Fairfax Media, Trade Me
Fairfax Media has finally decided to get the ball rolling on the partial float of its New Zealand-based online auctions and classified business Trade Me after listening to analysts wax lyrical about the potential benefits of the move since April this year. Fairfax boss Greg Hywood's announcement of the move certainly hit the mark with Fairfax's ailing shareholders, who sent the stock up 7.1 per cent despite the company swinging to a massive loss for the full year. The green light from Hywood comes after UBS concluded its strategic review of its portfolio of assets. Fairfax intends to sell between 30 and 35 per cent of Trade Me through the IPO, with the funds raised to be used to reduce debt and possibly lift dividends at some point for shareholders. UBS has been appointed the sole lead manager for the float, the timing of which still needs to be finalised. (Read more about the deal in today's Tech Deals in Technology Spectator).
ASX, Elmer Funke Kupper, David Gonski
ASX Limited has found a new CEO with former Tabcorp boss and one-time top ANZ bank executive Elmer Funke Kupper taking the job to allow long-serving boss Robert Elstone to finally hang up his boots.

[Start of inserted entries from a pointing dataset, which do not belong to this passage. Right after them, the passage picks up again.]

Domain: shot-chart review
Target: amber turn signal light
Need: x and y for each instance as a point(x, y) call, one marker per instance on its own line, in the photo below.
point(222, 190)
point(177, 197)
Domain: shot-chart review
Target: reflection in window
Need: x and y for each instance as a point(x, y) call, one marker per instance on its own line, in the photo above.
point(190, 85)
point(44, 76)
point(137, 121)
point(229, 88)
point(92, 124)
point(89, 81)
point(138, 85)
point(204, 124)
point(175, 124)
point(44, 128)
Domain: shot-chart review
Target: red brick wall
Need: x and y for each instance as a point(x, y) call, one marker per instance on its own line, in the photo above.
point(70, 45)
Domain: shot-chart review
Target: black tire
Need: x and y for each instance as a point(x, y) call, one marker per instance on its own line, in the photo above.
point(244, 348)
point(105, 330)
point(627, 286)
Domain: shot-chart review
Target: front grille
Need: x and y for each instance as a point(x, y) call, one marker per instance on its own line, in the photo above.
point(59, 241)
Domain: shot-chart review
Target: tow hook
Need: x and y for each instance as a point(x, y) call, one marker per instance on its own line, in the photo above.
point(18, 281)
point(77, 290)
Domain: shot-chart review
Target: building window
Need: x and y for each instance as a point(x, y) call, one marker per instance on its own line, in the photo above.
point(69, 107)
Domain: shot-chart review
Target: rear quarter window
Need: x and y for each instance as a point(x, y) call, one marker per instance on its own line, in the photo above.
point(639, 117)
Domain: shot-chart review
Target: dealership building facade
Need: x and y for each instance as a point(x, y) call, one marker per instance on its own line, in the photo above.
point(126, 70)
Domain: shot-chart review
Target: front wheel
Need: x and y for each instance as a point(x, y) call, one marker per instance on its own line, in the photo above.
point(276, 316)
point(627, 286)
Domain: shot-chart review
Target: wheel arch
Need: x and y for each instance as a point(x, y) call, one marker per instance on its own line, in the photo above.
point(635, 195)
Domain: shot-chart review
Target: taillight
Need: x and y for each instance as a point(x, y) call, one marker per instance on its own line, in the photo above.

With the planned merger with Singapore Exchange going sour earlier this year, finding a replacement for Elstone was the top priority for ASX chairman David Gonski and while he has found a worthy candidate, the move has surprised analysts and also drawn some criticism from commentators. The main reason behind the surprise echoed by analysts is that many had expected an overseas candidate to get the gong, and there is also the perception that Kupper may not have sufficient experience in running exchanges. However, the biggest criticism came not for the choice of the candidate but rather the governance issues the move has raised. The Australian's John Durie took particular exception, saying "ASX chair David Gonski has made the right choice in choosing Elmer Funke Kupper as his chief executive but the wrong call in allowing him to stay on the Tabcorp board.” The move is a breach of clause 7.3 of the ASX board charter, which prevents the ASX chief being on any other board. However, as Fairfax's CBD column points out, Gonski is not backing away, telling all and sundry that the ASX has every right to amend the charter as it sees fit.
Wrapping up
The hardware war between Woolworths and Wesfarmers-owned Bunnings may take a little longer to eventuate than we thought after the retailer's outgoing boss Michael Luscombe told shareholders last week that not only is the roll out of its Masters chain going to take longer than expected, it's going to cost a whole lot more as well. As Fairfax's Adele Ferguson points out, the sobering news will tame the expectations of the Woolworths faithful who are no doubt still digesting the dramatic slowdown in the retailer's annual growth. Woolworths is set to open the doors to its first Masters store at Braybrook in Melbourne this week but the bottom line is that the venture is not going to make any money for the next four years, and cost more than what was originally expected. As a result, new Woolworths boss Grant O'Brien will no doubt have his hands full with jittery investors going forward. Meanwhile, there is talk that Royal Dutch Shell and PetroChina's takeover target Bow Energy may have received interest from other interested parties, although that is unlikely to help it escape the embrace of the energy majors. In other news, ANZ Banking Group may be looking at a Japanese target with the AFR reporting that the bank may have its eyes on Tokyo Star Bank or Aozora Bank. Finally in big international banking news, Greece's second and third largest banks, Eurobank and Alpha Bank, are set to announce a merger to better cope with a severe sovereign debt crisis and recession. According to Reuters, the deal would create the biggest bank in southeast Europe by assets and should help the two lenders avoid turning to a state liquidity support mechanism. Given the current state of affairs in Europe this deal could be the first of many to come.